One remedy available to U.S. steel companies is filing an unfair trade practice complaint against China and other countries who engage in dumping.

The drawback is that such cases can take years to be resolved.

An example of that was in 2010 when American steel producers filed a complaint with the World Trade Organization regarding heavy tariffs placed on U.S. grain-oriented electrical steel imported to China.

The Chinese claimed the imports were damaging their steel industry and imposed anti-dumping duties that were as high as 65 percent. The tariffs cost American companies an estimated $250 million and they argued that the tariffs violated WTO rules.

Two years later, the WTO ruled against China.

But the Chinese refused to comply and issued a redetermination to justify keeping the tariffs in place.

That prompted a continuing challenge by the U.S., which finally ended this year when the Chinese revoked the tariffs.

“As a trade partner they are always doing something to undermine the rules,” said Gary Hubbard, a spokesman for the United Steelworkers International Union in Washington, D.C. “You’ve got to defend your market or they’ll steal it from you.”

The USW, whose members work at ATI and AK Steel, joined those companies in bringing a complaint against China for dumping electrical steel on the U.S. market. That case is pending an appeal before the International Trade Commission.

Changing products

Given the depressed state of commodity stainless steel markets, producers like ATI have turned more attention to “value-added” alloy products using components such as titanium, nickel and zirconium that sell at higher prices than commodity stainless.

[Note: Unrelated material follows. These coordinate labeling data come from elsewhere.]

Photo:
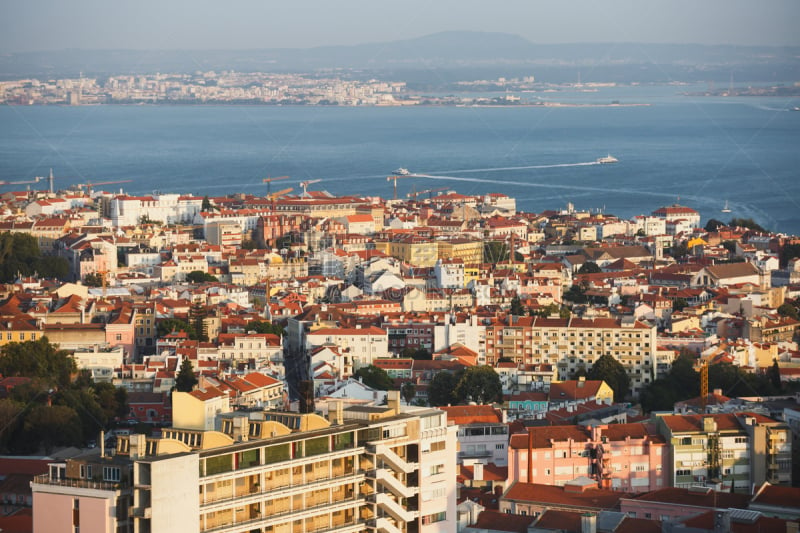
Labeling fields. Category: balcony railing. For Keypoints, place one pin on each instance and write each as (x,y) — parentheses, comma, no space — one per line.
(45,479)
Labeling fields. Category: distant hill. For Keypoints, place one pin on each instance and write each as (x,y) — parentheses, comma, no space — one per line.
(455,52)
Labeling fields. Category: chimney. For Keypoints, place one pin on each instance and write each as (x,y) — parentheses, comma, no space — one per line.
(588,523)
(336,412)
(393,401)
(477,474)
(241,429)
(137,446)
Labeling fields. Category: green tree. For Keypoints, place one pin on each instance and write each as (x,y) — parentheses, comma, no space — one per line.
(748,223)
(479,384)
(495,252)
(47,426)
(37,359)
(680,250)
(185,380)
(11,418)
(789,252)
(576,294)
(259,326)
(374,377)
(198,276)
(93,279)
(611,371)
(441,390)
(20,256)
(589,267)
(408,390)
(168,325)
(713,224)
(197,316)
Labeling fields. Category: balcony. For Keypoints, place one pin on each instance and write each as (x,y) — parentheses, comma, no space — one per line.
(397,487)
(45,479)
(393,508)
(392,459)
(383,525)
(140,512)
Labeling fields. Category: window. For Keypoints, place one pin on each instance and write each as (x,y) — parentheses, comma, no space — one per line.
(435,517)
(110,473)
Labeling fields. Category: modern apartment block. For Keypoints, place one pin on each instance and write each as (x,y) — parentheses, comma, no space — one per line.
(738,451)
(623,457)
(378,469)
(575,343)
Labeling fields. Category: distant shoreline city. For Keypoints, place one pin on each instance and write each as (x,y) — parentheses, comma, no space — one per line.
(235,88)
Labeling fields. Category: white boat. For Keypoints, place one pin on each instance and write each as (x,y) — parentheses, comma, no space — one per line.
(607,159)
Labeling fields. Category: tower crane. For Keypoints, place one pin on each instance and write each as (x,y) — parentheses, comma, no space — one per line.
(268,180)
(22,182)
(305,184)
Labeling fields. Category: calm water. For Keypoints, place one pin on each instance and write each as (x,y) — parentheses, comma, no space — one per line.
(702,151)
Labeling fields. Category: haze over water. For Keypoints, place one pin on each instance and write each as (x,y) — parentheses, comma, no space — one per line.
(700,152)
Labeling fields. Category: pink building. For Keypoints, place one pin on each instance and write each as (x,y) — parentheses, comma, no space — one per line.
(624,457)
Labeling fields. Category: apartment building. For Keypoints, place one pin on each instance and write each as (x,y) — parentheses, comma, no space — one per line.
(623,457)
(575,343)
(365,469)
(737,451)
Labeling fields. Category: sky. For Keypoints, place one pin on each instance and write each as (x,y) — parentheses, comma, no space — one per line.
(30,25)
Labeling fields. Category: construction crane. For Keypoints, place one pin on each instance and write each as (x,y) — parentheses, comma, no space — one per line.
(37,179)
(89,184)
(305,184)
(429,192)
(269,180)
(704,385)
(396,177)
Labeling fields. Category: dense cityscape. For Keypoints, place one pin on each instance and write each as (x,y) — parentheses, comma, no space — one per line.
(434,362)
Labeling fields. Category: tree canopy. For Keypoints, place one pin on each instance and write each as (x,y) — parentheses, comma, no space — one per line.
(168,325)
(198,276)
(374,377)
(611,371)
(37,359)
(589,267)
(479,384)
(59,406)
(260,326)
(20,256)
(748,223)
(185,380)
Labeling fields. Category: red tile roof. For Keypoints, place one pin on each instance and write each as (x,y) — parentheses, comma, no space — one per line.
(497,521)
(590,499)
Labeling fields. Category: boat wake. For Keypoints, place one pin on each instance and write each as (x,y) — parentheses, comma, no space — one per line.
(500,169)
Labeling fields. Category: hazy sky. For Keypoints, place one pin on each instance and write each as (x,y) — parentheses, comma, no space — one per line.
(214,24)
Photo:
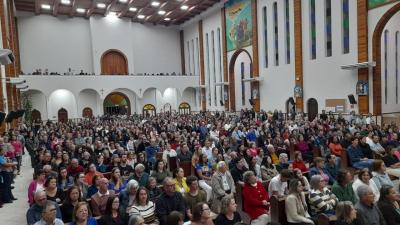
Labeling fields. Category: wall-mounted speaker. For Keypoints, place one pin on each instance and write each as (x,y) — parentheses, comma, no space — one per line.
(352,100)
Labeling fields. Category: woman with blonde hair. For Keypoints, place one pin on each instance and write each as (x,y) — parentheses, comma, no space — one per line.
(345,213)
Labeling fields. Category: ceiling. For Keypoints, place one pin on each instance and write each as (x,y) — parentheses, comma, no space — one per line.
(122,8)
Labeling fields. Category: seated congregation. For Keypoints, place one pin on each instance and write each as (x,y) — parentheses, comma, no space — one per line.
(209,169)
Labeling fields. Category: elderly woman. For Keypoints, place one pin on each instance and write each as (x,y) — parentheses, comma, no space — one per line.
(367,212)
(255,199)
(296,205)
(364,177)
(222,184)
(345,213)
(379,175)
(228,215)
(389,205)
(322,200)
(127,197)
(140,175)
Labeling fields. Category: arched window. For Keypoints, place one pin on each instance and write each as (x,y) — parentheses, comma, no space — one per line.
(328,28)
(214,70)
(386,34)
(114,62)
(313,32)
(276,38)
(345,26)
(287,30)
(265,26)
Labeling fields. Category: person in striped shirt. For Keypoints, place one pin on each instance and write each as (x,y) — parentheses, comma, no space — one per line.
(321,200)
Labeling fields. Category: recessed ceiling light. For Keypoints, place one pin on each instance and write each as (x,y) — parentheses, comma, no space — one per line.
(101,5)
(81,10)
(46,6)
(155,3)
(65,2)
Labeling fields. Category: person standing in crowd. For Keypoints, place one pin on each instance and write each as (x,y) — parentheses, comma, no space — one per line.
(389,205)
(367,212)
(49,215)
(222,184)
(255,199)
(99,200)
(82,215)
(296,206)
(342,187)
(169,201)
(34,213)
(6,195)
(346,214)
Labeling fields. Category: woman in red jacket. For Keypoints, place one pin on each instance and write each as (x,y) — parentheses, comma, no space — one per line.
(255,199)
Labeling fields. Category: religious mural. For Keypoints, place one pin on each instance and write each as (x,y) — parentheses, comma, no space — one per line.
(238,24)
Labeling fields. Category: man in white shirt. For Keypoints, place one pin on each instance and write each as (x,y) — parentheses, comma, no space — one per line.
(49,215)
(278,185)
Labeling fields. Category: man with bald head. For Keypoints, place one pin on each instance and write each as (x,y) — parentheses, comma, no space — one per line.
(34,213)
(99,200)
(169,201)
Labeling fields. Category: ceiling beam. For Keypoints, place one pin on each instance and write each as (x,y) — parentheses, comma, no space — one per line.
(108,9)
(91,9)
(56,4)
(73,8)
(37,7)
(126,9)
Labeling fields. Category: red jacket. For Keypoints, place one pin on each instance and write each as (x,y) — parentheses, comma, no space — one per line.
(252,200)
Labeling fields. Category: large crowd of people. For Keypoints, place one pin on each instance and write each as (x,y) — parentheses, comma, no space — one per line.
(206,168)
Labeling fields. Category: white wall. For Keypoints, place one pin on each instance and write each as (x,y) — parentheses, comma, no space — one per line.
(39,103)
(323,77)
(55,43)
(58,43)
(389,103)
(88,98)
(278,81)
(62,98)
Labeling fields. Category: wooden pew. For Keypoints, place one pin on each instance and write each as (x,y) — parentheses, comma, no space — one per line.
(278,211)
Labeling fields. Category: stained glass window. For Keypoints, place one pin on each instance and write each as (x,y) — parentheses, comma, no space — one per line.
(328,27)
(276,38)
(346,28)
(287,30)
(265,36)
(313,34)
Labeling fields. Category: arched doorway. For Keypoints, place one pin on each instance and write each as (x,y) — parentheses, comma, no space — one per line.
(149,110)
(240,76)
(62,115)
(114,62)
(167,108)
(184,108)
(87,112)
(117,103)
(376,57)
(312,107)
(35,115)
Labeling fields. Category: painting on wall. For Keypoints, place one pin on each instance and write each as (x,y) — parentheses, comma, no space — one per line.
(238,24)
(376,3)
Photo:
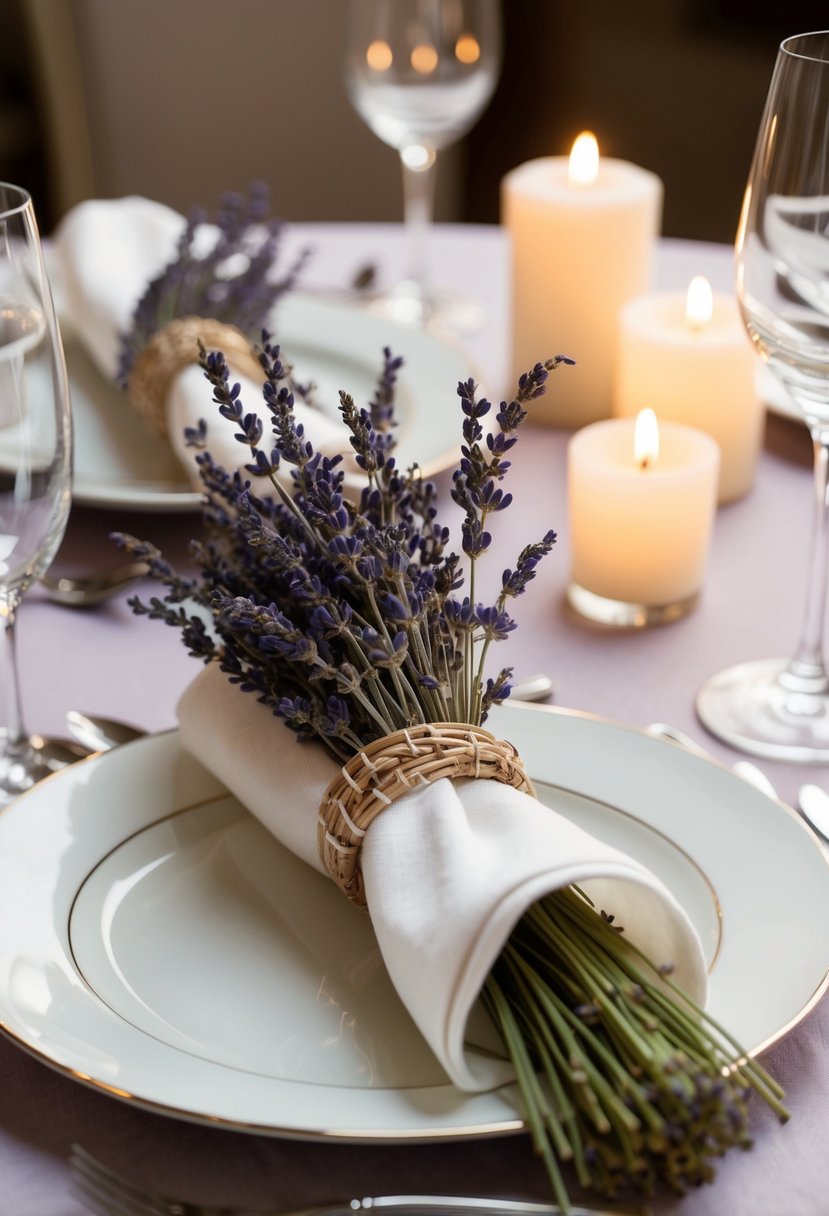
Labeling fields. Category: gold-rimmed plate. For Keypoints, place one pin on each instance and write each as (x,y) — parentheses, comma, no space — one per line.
(158,944)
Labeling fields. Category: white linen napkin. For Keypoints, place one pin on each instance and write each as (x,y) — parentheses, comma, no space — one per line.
(449,870)
(107,252)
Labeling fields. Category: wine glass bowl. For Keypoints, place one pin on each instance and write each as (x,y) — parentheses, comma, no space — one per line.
(779,708)
(419,73)
(35,462)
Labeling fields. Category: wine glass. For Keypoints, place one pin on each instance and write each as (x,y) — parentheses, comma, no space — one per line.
(419,73)
(779,708)
(35,461)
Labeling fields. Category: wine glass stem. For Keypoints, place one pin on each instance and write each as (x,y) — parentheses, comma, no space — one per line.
(17,739)
(806,671)
(418,207)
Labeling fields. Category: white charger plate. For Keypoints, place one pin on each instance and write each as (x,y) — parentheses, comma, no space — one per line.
(120,463)
(156,943)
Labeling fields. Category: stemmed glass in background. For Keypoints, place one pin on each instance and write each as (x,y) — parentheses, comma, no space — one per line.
(419,73)
(35,461)
(779,708)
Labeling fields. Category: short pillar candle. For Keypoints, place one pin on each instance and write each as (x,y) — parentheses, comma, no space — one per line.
(687,356)
(642,501)
(582,232)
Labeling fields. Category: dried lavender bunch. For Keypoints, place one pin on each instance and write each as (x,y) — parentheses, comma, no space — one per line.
(353,619)
(343,617)
(233,281)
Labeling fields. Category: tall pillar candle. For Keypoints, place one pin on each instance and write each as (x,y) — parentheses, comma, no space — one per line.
(641,512)
(687,356)
(582,235)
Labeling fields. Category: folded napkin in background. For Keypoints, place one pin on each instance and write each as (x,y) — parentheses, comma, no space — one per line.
(447,870)
(107,252)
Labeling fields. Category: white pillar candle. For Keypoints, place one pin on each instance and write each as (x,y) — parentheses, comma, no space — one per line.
(688,358)
(582,231)
(639,521)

“You have a number of companies that have gone well beyond stainless to the nickel-based alloys and titanium,” Hartquist said. “The tighter the market on regular stainless, the more the incentive for companies to turn to the high value alloys. A number of companies have done that and will continue to do so.”

Lane said one thing that makes that market segment attractive is customers buying high-value alloys are not always focused on price.

“Customers are unwilling to change providers on the basis of cost alone,” he said. “A good example of a component to which that would refer to is a titanium component for a jet engine.”

Such components have to withstand extremely high temperatures and be really durable, which makes the use of the highest quality metals critical.

Future looks bright

Delaney, Pitt’s business school dean, sees that as an advantage for U.S. companies, particularly those in the Pittsburgh region such as ATI.

“I think what we have in our favor is that the quality of our products is really high and I think that is important when it comes to the high value products,” he said. “I think we are positioned better than many other places because of the workforce and the investments that have been made here.”

An example of that is the $1.2 billion ATI spent to build a new hot strip mill at its Harrison facility.

Industry observers and company officials have described it as the most powerful rolling mill in the world, capable of rolling any metal ATI produces thinner and in wider measures than its competitors.

Delaney remains optimistic about specialty steel’s future.

‘I am positive about the outlook here in the region,” he said. “I think it is difficult to find the quality of the workers that we have here in other places, and that just doesn’t spring up overnight.”

Despite the shift toward high-value alloys, Hartquist, the steel industry spokesman, doesn’t think that signals the end of commodity stainless steel production in America.

“A lot of our members have substantial investment in commodity products and they sell a lot of it,” he said. “They need the commodity products as kind of a base for the other metals they produce.

“We just have to get things straightened out as far as the import situation,” Hartquist said.

What will help that, he said, is the Chinese economy improving so that their domestic demand for steel increases “to soak up more of their production rather than exporting.

“I think the feeling of the domestic producers is that they are very competitive, particularly in the United States, but many of them have had substantial exports, so the feeling long-term is optimistic,” Hartquist said.